At this point, it seems clear that Amazon executives don’t get bent out of shape when they hear about the Alexa digital assistant blurting out weird, creepy things like “kill your foster parents,” as it did for one user who left an unsurprisingly critical review about Alexa, explaining what happened.
He called that foster parents comment “a whole new level of creepy,” which led to an analysis that found a bot was spurring Alexa to quote a Reddit post without any introduction or context.
Ok, but still.
A number of previously undisclosed creepy and weird Alexa-related oddities like that have been surfacing in recent days, such as Alexa talking with users about various sex acts as well as defecation. More worryingly, according to Business Insider, this summer a hack Amazon traced back to China may have exposed user data.
So what’s going on?
It’s worth pointing out all of these oddities not so that we can laugh about them, but instead as a reminder that… well, this is all kind of on purpose. In a way. Amazon executives accept a certain degree of this kind of thing, as BI notes, because while they certainly want to take action to make sure Alexa isn’t inappropriate or offensive, the overarching goal is to make it a supremely useful communicator. That means helping Alexa mimic the way we talk, and to also help Alexa be able to talk about anything on the Internet.
Amazon’s top brass is paying close attention to Alexa’s missteps, and CEO Jeff Bezos will even at times reportedly nix a bot. Overall, though, the stakes here are pretty high. As we noted in a piece yesterday, smart speakers are one of the next great tech industry battlegrounds, and Amazon already occupies a pretty strong position here. According to eMarketer, some two-thirds of US smart speaker customers use Amazon Alexa-powered devices, which equates to about 43 million people.
You keep that kind of lead partly by making Alexa more useful, which in and of itself means there will be stumbles from time to time.
The company has an annual Alexa Prize to help it in this area. It involves participation from computer science students who help brush up Alexa’s ability to hold a conversation, among other things.
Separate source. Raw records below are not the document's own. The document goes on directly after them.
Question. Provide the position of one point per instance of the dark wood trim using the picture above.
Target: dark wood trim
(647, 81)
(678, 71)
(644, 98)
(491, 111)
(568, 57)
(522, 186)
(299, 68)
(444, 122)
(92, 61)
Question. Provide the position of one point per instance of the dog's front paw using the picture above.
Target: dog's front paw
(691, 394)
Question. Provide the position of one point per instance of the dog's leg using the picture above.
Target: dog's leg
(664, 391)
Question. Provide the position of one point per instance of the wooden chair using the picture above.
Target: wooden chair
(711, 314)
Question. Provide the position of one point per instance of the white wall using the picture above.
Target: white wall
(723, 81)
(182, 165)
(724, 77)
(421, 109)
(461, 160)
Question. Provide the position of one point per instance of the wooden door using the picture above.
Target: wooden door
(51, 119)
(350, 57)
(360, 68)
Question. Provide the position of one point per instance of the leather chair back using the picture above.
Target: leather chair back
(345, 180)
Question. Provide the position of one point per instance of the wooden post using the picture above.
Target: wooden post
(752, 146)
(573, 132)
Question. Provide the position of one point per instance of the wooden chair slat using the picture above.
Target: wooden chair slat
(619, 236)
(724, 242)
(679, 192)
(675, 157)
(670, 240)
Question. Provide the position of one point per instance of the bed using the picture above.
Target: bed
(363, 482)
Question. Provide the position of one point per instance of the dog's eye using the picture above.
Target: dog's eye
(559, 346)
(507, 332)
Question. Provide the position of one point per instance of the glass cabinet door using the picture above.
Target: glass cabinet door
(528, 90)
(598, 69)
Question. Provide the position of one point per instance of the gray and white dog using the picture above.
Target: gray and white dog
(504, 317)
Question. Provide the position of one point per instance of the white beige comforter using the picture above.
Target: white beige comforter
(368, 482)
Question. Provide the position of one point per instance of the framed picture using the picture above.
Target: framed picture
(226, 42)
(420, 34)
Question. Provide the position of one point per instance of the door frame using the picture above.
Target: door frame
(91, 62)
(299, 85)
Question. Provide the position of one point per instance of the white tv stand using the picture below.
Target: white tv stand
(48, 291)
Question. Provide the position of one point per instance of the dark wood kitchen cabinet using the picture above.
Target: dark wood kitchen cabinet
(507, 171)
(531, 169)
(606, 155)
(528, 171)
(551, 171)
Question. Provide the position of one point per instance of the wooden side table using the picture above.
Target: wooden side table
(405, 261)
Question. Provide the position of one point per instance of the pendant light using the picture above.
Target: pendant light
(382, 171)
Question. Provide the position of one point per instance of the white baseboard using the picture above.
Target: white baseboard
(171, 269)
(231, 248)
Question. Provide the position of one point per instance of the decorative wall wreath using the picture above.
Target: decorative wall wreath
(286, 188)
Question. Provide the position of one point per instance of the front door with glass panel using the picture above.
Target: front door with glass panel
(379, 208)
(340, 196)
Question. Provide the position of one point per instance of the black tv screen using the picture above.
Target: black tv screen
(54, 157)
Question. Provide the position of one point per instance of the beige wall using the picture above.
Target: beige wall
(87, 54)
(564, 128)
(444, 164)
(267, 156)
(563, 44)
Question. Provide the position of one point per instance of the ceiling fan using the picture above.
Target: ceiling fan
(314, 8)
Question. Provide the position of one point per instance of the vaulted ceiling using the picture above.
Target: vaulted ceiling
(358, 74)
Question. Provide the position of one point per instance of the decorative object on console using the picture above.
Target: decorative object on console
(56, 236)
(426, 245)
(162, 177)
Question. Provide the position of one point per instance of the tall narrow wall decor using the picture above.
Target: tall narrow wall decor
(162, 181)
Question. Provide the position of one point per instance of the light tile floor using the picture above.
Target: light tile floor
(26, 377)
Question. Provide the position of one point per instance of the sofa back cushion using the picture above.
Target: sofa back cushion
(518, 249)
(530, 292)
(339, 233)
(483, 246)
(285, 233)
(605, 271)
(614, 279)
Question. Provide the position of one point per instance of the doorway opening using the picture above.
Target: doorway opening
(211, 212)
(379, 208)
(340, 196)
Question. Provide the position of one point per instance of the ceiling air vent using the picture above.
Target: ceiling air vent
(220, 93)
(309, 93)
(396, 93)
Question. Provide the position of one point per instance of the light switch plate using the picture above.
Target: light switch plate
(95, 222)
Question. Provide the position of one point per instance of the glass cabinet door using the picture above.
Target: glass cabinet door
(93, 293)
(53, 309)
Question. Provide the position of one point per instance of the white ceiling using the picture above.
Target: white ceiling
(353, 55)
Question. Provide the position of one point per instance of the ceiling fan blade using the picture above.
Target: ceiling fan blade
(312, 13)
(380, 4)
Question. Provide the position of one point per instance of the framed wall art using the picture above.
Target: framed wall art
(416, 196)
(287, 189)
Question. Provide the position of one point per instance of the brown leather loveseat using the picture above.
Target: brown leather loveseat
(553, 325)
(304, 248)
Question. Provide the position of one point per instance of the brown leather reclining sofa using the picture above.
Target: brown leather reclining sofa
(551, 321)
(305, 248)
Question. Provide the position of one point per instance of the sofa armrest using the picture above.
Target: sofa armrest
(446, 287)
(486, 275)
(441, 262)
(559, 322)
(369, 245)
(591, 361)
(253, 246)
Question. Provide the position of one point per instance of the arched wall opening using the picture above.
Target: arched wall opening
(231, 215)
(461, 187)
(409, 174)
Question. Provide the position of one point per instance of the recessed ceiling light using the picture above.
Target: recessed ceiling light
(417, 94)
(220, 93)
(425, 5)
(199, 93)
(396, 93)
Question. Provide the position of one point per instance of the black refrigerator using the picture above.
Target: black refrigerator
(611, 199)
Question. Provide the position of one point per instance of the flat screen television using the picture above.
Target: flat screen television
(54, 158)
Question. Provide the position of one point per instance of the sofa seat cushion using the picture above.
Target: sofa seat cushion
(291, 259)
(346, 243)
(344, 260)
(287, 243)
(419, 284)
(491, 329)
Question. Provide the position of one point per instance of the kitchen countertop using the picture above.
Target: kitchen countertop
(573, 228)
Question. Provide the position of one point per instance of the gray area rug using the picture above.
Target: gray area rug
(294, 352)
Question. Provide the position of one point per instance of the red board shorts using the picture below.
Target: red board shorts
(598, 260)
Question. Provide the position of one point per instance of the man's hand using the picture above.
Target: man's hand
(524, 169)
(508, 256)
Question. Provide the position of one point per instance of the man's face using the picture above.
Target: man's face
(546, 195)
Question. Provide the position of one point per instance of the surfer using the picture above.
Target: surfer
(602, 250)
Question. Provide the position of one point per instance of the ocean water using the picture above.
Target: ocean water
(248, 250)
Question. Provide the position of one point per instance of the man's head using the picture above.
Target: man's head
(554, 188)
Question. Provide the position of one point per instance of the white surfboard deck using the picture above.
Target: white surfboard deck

Per BI: “The Alexa Prize chatbots are forging the path to where Amazon aims to be, with an assistant capable of natural, open-ended dialogue. That requires Alexa to understand a broader set of verbal cues from customers, a task that is challenging even for humans.”
This year’s Alexa Prize winner, the site continues, was a 12-person team from the University of California, Davis, that used a few hundred thousand movie quotes to train a computer to recognize sentences. The bot also was trained to figure out which sentences needed responses. “For instance, the UC Davis bot recognizes the difference between a user expressing admiration (“that’s cool”) and a user expressing gratitude (“thank you”).”